SAMOP 2023 – scientific programme
Parts | Days | Selection | Search | Updates | Downloads | Help
Q: Fachverband Quantenoptik und Photonik
Q 7: Poster I
Q 7.18: Poster
Monday, March 6, 2023, 16:30–19:00, Empore Lichthof
Coherent beam recombination of intense femtosecond beams/pulses after controllable beam break-up and spectral broadening by using optical vortex lattices — •Lyubomir Stoyanov1,2, Alexander Dreischuh2, and Gerhard Paulus1,3 — 1Institute of Optics and Quantum Electronics, Friedrich Schiller University, Max-Wien-Platz 1, 07743 Jena, Germany — 2Department of Quantum Electronics, Faculty of Physics, Sofia University, 5 J. Bourchier Blvd., 1164 Sofia, Bulgaria — 3Helmholtz Institute Jena, Helmholtzweg 4, 07743 Jena, Germany
Ultra-short laser pulse generation, as well as extreme nonlinear processes like high-harmonic generation, are extensively studied and still actively developing fields of modern photonics. Ever since their discovery, researchers are dealing with problems like spectral broadening, filamentation, pulse/beam diagnostics, pulse amplification, and coherent beam recombination. On the other hand, singular optics is another rapidly developing field in which subject of interest is the sculpting of a laser beam by nesting phase singularities in it.

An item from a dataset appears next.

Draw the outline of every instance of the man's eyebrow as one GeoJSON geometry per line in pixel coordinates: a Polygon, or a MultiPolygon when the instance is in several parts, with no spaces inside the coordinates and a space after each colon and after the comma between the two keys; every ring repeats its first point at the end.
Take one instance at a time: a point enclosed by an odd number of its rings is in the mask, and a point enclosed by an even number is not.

At high beam/pulse intensities, the beams are prone to instabilities, which could be suppressed by controllable splitting of the beam into sub-beams. This makes sense only if there is a reliable way to coherently recombine the sub-beams after their spectral broadening for pulse compression prior entering the laser-matter interaction zone. Some novel approaches towards these unsolved problems in nonlinear optics, based on previous studies on laser beams carrying phase singularities, will be presented and discussed.